3 Data used in developing the FL model

The ability of the FL rule-based model to accurately predict \( B_{av} \) depends upon the amount of the available historical data and experience in ‘IF–THEN’ rules construction. Generally, \( B_{av} \) is one of the most documented breach parameters in dam failure case studies. Froehlich (2008) presented tabulated information about 74 breached embankment case studies compiled from numerous sources in the literature. The development of the present FL model is mainly based on this information.
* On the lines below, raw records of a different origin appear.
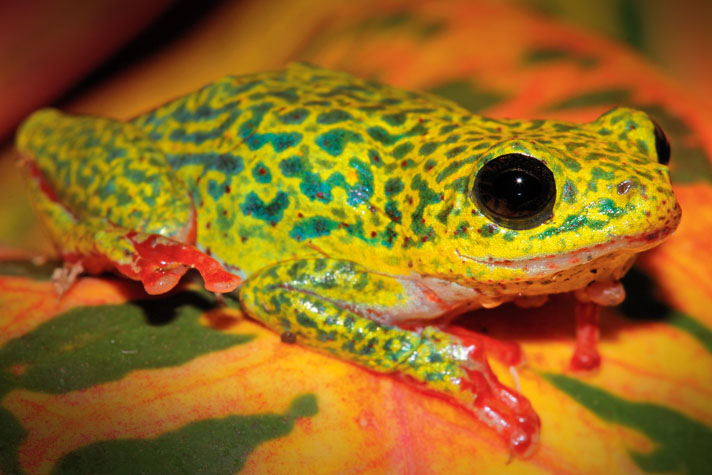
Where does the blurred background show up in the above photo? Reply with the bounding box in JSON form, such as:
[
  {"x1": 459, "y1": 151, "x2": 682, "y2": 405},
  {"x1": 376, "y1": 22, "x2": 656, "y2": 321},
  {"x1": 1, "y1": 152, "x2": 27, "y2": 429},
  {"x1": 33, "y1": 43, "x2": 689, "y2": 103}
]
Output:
[{"x1": 0, "y1": 0, "x2": 712, "y2": 473}]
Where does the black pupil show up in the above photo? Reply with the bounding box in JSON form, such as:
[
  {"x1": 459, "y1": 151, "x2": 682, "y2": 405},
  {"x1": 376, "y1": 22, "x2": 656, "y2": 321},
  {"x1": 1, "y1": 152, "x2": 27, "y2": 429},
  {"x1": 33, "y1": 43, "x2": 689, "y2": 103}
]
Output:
[
  {"x1": 494, "y1": 170, "x2": 542, "y2": 214},
  {"x1": 472, "y1": 153, "x2": 556, "y2": 229}
]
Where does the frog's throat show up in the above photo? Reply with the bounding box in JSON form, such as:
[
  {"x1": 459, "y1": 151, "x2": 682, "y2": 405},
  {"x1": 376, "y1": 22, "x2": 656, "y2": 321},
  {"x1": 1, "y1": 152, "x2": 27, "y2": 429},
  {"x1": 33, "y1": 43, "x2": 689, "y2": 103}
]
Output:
[{"x1": 455, "y1": 219, "x2": 679, "y2": 277}]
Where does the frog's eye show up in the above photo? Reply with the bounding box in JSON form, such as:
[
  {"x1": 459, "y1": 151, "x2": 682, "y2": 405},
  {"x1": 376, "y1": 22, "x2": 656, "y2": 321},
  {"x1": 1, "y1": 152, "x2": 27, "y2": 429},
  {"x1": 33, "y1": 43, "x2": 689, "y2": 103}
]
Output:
[
  {"x1": 471, "y1": 153, "x2": 556, "y2": 229},
  {"x1": 653, "y1": 121, "x2": 670, "y2": 165}
]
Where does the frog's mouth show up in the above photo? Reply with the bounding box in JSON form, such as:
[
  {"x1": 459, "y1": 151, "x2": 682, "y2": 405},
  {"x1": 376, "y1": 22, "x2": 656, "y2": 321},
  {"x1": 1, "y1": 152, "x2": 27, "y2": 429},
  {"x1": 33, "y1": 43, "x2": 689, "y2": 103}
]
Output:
[{"x1": 455, "y1": 214, "x2": 680, "y2": 278}]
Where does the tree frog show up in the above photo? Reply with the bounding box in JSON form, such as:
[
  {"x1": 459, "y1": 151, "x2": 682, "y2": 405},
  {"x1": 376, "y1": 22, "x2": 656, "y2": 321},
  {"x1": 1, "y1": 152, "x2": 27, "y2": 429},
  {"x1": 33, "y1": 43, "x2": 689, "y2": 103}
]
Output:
[{"x1": 17, "y1": 64, "x2": 680, "y2": 456}]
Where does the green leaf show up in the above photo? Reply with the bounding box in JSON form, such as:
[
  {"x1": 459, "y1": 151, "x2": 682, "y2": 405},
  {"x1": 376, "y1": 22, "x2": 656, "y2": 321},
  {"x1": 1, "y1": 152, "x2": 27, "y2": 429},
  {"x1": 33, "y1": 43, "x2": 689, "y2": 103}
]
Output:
[
  {"x1": 0, "y1": 259, "x2": 62, "y2": 280},
  {"x1": 0, "y1": 292, "x2": 253, "y2": 393},
  {"x1": 53, "y1": 394, "x2": 318, "y2": 474},
  {"x1": 541, "y1": 373, "x2": 712, "y2": 474}
]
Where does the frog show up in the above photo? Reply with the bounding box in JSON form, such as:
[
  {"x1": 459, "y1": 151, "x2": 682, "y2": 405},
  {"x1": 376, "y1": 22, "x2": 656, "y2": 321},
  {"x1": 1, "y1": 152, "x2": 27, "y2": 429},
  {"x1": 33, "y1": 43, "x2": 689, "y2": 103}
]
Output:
[{"x1": 16, "y1": 63, "x2": 681, "y2": 457}]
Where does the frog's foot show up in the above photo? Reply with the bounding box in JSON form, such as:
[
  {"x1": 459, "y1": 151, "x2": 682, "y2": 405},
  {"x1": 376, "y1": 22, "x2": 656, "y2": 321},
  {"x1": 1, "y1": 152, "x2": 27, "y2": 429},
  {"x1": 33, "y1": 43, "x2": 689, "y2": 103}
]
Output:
[
  {"x1": 96, "y1": 231, "x2": 240, "y2": 295},
  {"x1": 571, "y1": 281, "x2": 625, "y2": 371},
  {"x1": 240, "y1": 259, "x2": 540, "y2": 457},
  {"x1": 447, "y1": 325, "x2": 525, "y2": 367},
  {"x1": 401, "y1": 327, "x2": 541, "y2": 457}
]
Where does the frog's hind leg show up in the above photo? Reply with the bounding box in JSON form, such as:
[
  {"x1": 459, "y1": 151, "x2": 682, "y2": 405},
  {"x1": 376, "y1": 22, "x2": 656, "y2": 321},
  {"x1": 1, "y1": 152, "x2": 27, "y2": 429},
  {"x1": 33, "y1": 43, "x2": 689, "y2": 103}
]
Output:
[
  {"x1": 17, "y1": 110, "x2": 240, "y2": 294},
  {"x1": 239, "y1": 259, "x2": 540, "y2": 456}
]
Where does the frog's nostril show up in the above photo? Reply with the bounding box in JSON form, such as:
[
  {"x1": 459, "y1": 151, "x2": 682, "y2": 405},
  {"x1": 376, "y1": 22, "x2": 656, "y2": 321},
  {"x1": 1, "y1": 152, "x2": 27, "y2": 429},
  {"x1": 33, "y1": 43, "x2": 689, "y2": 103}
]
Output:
[{"x1": 617, "y1": 180, "x2": 633, "y2": 195}]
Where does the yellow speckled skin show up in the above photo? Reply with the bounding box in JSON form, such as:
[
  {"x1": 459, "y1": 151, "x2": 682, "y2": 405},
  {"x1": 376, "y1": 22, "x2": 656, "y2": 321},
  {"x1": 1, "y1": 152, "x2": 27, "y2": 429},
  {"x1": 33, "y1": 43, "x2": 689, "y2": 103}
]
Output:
[{"x1": 13, "y1": 64, "x2": 680, "y2": 453}]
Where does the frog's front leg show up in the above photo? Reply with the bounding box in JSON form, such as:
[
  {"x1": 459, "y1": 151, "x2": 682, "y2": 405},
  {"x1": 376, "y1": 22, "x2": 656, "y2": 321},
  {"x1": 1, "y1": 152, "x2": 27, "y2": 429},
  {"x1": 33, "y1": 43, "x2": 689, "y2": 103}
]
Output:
[
  {"x1": 239, "y1": 259, "x2": 540, "y2": 456},
  {"x1": 571, "y1": 280, "x2": 625, "y2": 371}
]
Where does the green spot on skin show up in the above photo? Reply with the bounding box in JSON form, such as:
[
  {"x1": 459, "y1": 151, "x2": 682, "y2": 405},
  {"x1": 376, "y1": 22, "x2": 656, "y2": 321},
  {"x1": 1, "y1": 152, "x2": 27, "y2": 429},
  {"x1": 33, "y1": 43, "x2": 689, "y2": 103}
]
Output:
[
  {"x1": 53, "y1": 394, "x2": 318, "y2": 474},
  {"x1": 393, "y1": 142, "x2": 413, "y2": 160},
  {"x1": 530, "y1": 214, "x2": 588, "y2": 240},
  {"x1": 252, "y1": 162, "x2": 272, "y2": 183},
  {"x1": 596, "y1": 198, "x2": 626, "y2": 218},
  {"x1": 478, "y1": 224, "x2": 499, "y2": 238},
  {"x1": 428, "y1": 81, "x2": 506, "y2": 112},
  {"x1": 418, "y1": 142, "x2": 440, "y2": 157},
  {"x1": 561, "y1": 178, "x2": 578, "y2": 204},
  {"x1": 316, "y1": 129, "x2": 363, "y2": 157},
  {"x1": 542, "y1": 373, "x2": 712, "y2": 474},
  {"x1": 279, "y1": 108, "x2": 309, "y2": 125},
  {"x1": 316, "y1": 109, "x2": 354, "y2": 125},
  {"x1": 289, "y1": 216, "x2": 338, "y2": 241},
  {"x1": 383, "y1": 112, "x2": 408, "y2": 127},
  {"x1": 240, "y1": 191, "x2": 289, "y2": 224},
  {"x1": 384, "y1": 178, "x2": 404, "y2": 197}
]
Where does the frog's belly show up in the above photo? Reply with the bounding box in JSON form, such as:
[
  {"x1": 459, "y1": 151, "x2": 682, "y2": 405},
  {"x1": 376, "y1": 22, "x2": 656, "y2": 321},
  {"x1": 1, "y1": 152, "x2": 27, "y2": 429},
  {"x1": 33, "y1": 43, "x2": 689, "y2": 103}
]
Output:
[{"x1": 318, "y1": 252, "x2": 636, "y2": 324}]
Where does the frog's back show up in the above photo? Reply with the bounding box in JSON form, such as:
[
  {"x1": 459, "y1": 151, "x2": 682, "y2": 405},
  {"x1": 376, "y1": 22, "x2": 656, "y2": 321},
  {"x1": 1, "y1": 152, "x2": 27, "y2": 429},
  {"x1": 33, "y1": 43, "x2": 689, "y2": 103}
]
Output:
[{"x1": 134, "y1": 64, "x2": 458, "y2": 273}]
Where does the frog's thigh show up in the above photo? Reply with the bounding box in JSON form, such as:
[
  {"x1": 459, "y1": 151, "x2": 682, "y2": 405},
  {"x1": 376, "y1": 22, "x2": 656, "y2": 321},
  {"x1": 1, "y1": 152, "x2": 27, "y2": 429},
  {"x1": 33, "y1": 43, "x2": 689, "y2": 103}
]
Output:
[
  {"x1": 17, "y1": 109, "x2": 194, "y2": 241},
  {"x1": 240, "y1": 259, "x2": 467, "y2": 386},
  {"x1": 18, "y1": 110, "x2": 239, "y2": 294},
  {"x1": 240, "y1": 259, "x2": 539, "y2": 454}
]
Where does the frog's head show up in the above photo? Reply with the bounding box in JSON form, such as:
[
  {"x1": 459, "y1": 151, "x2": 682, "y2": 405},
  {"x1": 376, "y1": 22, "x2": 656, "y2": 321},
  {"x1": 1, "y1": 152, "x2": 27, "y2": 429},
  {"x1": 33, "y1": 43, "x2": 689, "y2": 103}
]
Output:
[{"x1": 420, "y1": 108, "x2": 680, "y2": 294}]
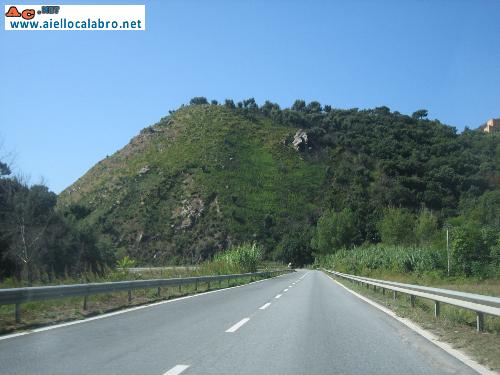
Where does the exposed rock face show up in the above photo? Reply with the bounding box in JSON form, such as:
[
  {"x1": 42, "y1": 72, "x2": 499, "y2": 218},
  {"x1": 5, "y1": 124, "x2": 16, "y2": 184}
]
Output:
[
  {"x1": 292, "y1": 129, "x2": 307, "y2": 151},
  {"x1": 138, "y1": 165, "x2": 149, "y2": 175},
  {"x1": 178, "y1": 198, "x2": 205, "y2": 229}
]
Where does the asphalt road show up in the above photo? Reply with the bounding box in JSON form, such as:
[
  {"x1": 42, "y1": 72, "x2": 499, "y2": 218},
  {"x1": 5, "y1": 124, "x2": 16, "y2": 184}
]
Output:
[{"x1": 0, "y1": 271, "x2": 475, "y2": 375}]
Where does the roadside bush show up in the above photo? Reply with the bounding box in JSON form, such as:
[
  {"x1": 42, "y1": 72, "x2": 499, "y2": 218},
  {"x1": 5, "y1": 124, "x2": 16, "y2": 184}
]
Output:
[
  {"x1": 211, "y1": 243, "x2": 264, "y2": 272},
  {"x1": 451, "y1": 224, "x2": 489, "y2": 276}
]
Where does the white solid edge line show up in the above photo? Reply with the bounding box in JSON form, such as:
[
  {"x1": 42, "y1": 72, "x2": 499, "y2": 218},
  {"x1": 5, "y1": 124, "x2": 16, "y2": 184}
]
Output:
[
  {"x1": 259, "y1": 302, "x2": 271, "y2": 310},
  {"x1": 325, "y1": 275, "x2": 497, "y2": 375},
  {"x1": 163, "y1": 365, "x2": 189, "y2": 375},
  {"x1": 0, "y1": 273, "x2": 296, "y2": 341},
  {"x1": 226, "y1": 318, "x2": 250, "y2": 333}
]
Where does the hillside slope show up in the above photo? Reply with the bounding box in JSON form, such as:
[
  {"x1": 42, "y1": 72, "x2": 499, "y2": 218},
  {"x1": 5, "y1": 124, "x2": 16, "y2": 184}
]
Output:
[
  {"x1": 58, "y1": 100, "x2": 500, "y2": 264},
  {"x1": 59, "y1": 106, "x2": 325, "y2": 262}
]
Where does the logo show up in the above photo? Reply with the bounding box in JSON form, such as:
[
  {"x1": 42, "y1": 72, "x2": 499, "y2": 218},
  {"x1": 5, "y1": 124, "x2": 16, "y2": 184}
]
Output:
[{"x1": 5, "y1": 6, "x2": 36, "y2": 20}]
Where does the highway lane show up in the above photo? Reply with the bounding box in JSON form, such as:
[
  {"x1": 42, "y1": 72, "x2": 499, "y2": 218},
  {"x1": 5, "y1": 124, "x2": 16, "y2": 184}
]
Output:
[{"x1": 0, "y1": 271, "x2": 475, "y2": 375}]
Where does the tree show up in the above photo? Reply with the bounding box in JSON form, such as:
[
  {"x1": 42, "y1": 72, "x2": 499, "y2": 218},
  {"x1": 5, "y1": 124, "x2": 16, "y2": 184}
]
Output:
[
  {"x1": 377, "y1": 207, "x2": 415, "y2": 245},
  {"x1": 311, "y1": 209, "x2": 356, "y2": 254},
  {"x1": 277, "y1": 228, "x2": 313, "y2": 267},
  {"x1": 415, "y1": 209, "x2": 438, "y2": 246},
  {"x1": 189, "y1": 96, "x2": 208, "y2": 105},
  {"x1": 451, "y1": 223, "x2": 489, "y2": 276}
]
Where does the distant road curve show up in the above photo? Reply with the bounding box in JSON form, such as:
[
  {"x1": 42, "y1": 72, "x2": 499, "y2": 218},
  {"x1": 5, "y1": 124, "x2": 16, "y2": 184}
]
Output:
[
  {"x1": 119, "y1": 266, "x2": 199, "y2": 272},
  {"x1": 0, "y1": 270, "x2": 475, "y2": 375}
]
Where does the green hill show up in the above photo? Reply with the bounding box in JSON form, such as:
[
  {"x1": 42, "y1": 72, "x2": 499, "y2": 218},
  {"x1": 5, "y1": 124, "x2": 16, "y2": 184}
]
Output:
[{"x1": 58, "y1": 98, "x2": 500, "y2": 264}]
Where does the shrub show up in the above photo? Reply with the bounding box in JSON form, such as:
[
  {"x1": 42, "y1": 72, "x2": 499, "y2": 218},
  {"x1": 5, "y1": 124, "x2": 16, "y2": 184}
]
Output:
[
  {"x1": 311, "y1": 209, "x2": 356, "y2": 254},
  {"x1": 377, "y1": 207, "x2": 415, "y2": 245},
  {"x1": 213, "y1": 243, "x2": 264, "y2": 272}
]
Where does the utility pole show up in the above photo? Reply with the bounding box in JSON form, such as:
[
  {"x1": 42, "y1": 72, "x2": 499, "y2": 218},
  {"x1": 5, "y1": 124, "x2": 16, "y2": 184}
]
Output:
[{"x1": 444, "y1": 223, "x2": 451, "y2": 276}]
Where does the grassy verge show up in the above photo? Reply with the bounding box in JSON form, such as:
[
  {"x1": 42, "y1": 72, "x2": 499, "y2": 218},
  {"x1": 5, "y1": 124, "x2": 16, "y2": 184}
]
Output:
[
  {"x1": 324, "y1": 276, "x2": 500, "y2": 371},
  {"x1": 0, "y1": 273, "x2": 274, "y2": 334}
]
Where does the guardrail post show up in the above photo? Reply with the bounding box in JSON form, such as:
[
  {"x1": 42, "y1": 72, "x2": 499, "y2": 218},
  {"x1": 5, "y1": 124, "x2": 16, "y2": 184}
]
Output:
[
  {"x1": 476, "y1": 311, "x2": 484, "y2": 332},
  {"x1": 434, "y1": 301, "x2": 441, "y2": 318},
  {"x1": 14, "y1": 303, "x2": 21, "y2": 323},
  {"x1": 410, "y1": 295, "x2": 415, "y2": 307}
]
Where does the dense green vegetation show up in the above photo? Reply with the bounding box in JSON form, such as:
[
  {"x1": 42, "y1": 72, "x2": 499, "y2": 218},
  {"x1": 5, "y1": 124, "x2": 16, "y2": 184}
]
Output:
[
  {"x1": 4, "y1": 97, "x2": 500, "y2": 284},
  {"x1": 0, "y1": 162, "x2": 113, "y2": 284}
]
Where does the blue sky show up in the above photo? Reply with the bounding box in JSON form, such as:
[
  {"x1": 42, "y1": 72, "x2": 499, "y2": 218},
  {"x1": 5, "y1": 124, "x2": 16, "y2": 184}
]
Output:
[{"x1": 0, "y1": 0, "x2": 500, "y2": 192}]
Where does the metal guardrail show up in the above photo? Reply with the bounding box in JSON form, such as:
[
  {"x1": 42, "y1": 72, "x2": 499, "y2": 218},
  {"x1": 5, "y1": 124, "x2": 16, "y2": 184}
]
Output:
[
  {"x1": 0, "y1": 269, "x2": 294, "y2": 323},
  {"x1": 323, "y1": 269, "x2": 500, "y2": 332}
]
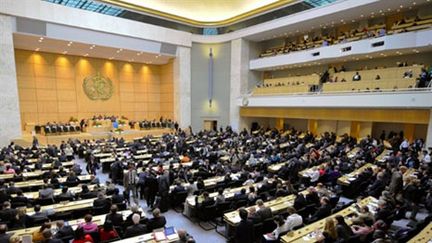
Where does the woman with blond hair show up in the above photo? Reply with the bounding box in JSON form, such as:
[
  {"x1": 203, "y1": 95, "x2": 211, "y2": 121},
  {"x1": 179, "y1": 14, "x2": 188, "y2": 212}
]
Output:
[{"x1": 319, "y1": 217, "x2": 338, "y2": 243}]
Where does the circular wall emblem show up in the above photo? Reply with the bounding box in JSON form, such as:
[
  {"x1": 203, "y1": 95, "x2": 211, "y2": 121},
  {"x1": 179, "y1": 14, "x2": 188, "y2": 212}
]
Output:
[{"x1": 83, "y1": 73, "x2": 114, "y2": 100}]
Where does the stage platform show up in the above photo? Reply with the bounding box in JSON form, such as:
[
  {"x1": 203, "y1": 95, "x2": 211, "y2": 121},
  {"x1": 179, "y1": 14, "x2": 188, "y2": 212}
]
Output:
[{"x1": 12, "y1": 128, "x2": 174, "y2": 147}]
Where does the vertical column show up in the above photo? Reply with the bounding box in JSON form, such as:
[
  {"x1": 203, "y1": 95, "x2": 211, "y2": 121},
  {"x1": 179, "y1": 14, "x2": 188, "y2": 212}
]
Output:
[
  {"x1": 275, "y1": 118, "x2": 284, "y2": 130},
  {"x1": 404, "y1": 124, "x2": 415, "y2": 142},
  {"x1": 426, "y1": 110, "x2": 432, "y2": 148},
  {"x1": 350, "y1": 121, "x2": 360, "y2": 139},
  {"x1": 173, "y1": 47, "x2": 191, "y2": 128},
  {"x1": 229, "y1": 39, "x2": 249, "y2": 131},
  {"x1": 308, "y1": 119, "x2": 318, "y2": 135},
  {"x1": 0, "y1": 15, "x2": 21, "y2": 146}
]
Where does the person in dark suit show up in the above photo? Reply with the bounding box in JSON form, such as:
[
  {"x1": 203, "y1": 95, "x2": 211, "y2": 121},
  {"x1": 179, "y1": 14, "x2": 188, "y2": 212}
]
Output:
[
  {"x1": 256, "y1": 199, "x2": 273, "y2": 221},
  {"x1": 233, "y1": 188, "x2": 248, "y2": 201},
  {"x1": 147, "y1": 208, "x2": 166, "y2": 231},
  {"x1": 54, "y1": 220, "x2": 74, "y2": 239},
  {"x1": 30, "y1": 204, "x2": 48, "y2": 222},
  {"x1": 171, "y1": 180, "x2": 186, "y2": 194},
  {"x1": 124, "y1": 214, "x2": 149, "y2": 238},
  {"x1": 0, "y1": 201, "x2": 17, "y2": 227},
  {"x1": 126, "y1": 205, "x2": 143, "y2": 225},
  {"x1": 234, "y1": 208, "x2": 254, "y2": 243},
  {"x1": 310, "y1": 197, "x2": 332, "y2": 221},
  {"x1": 367, "y1": 172, "x2": 386, "y2": 198},
  {"x1": 105, "y1": 205, "x2": 123, "y2": 226},
  {"x1": 294, "y1": 192, "x2": 307, "y2": 210},
  {"x1": 195, "y1": 192, "x2": 215, "y2": 209},
  {"x1": 111, "y1": 188, "x2": 125, "y2": 204},
  {"x1": 306, "y1": 187, "x2": 320, "y2": 206},
  {"x1": 93, "y1": 192, "x2": 111, "y2": 208},
  {"x1": 0, "y1": 224, "x2": 11, "y2": 243},
  {"x1": 12, "y1": 190, "x2": 29, "y2": 205}
]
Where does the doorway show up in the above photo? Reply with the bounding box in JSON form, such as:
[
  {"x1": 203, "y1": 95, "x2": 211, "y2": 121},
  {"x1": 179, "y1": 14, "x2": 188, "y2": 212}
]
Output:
[{"x1": 204, "y1": 120, "x2": 217, "y2": 131}]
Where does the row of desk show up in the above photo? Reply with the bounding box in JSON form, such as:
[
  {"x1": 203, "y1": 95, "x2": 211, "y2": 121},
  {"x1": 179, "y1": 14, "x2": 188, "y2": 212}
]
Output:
[{"x1": 281, "y1": 197, "x2": 378, "y2": 243}]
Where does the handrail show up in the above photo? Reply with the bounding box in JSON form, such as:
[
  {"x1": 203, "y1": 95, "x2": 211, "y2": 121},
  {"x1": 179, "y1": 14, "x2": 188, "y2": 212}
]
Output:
[{"x1": 252, "y1": 87, "x2": 432, "y2": 97}]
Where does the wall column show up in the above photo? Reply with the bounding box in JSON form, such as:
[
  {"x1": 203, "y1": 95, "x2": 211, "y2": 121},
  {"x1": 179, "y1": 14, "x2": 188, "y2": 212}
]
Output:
[
  {"x1": 425, "y1": 110, "x2": 432, "y2": 148},
  {"x1": 229, "y1": 39, "x2": 249, "y2": 131},
  {"x1": 173, "y1": 47, "x2": 191, "y2": 128},
  {"x1": 0, "y1": 15, "x2": 21, "y2": 146},
  {"x1": 404, "y1": 123, "x2": 415, "y2": 142},
  {"x1": 308, "y1": 119, "x2": 318, "y2": 135},
  {"x1": 275, "y1": 118, "x2": 284, "y2": 130}
]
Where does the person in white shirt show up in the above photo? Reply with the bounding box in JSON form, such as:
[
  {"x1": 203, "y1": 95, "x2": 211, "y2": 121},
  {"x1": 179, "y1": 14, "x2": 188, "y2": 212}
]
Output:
[
  {"x1": 399, "y1": 139, "x2": 409, "y2": 151},
  {"x1": 263, "y1": 215, "x2": 289, "y2": 242},
  {"x1": 309, "y1": 169, "x2": 320, "y2": 183},
  {"x1": 285, "y1": 207, "x2": 303, "y2": 231},
  {"x1": 422, "y1": 150, "x2": 431, "y2": 165}
]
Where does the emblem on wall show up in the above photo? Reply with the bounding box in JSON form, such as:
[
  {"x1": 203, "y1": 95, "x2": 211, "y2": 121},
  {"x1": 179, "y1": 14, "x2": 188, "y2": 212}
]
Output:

Since the breach width is missing from four case studies and the reservoir volume is missing from another, the data set that is used in the FL model and the RE consists of the measured values of \( V_{w} \), \( h_{w} \), \( h_{b} \) and \( B_{av} \) given in the remaining 69 case studies. This data set is subdivided into two sets without any special selection process. The bigger set, consisting of 51 case studies, is used in the training phase of the FL model. The smaller set, consisting of 18 case studies, is used in the testing phase of the FL model. In order to save the space in this paper, these sets will be presented later in the training and testing phases of the FL model. The ‘estimated’ average breach widths are presented under the symbol \( \hat{B}_{av} \). The developed FL model is also applied to two embankment dam failures cited in recent publications (i.e., Jamestown and Big Bay dams).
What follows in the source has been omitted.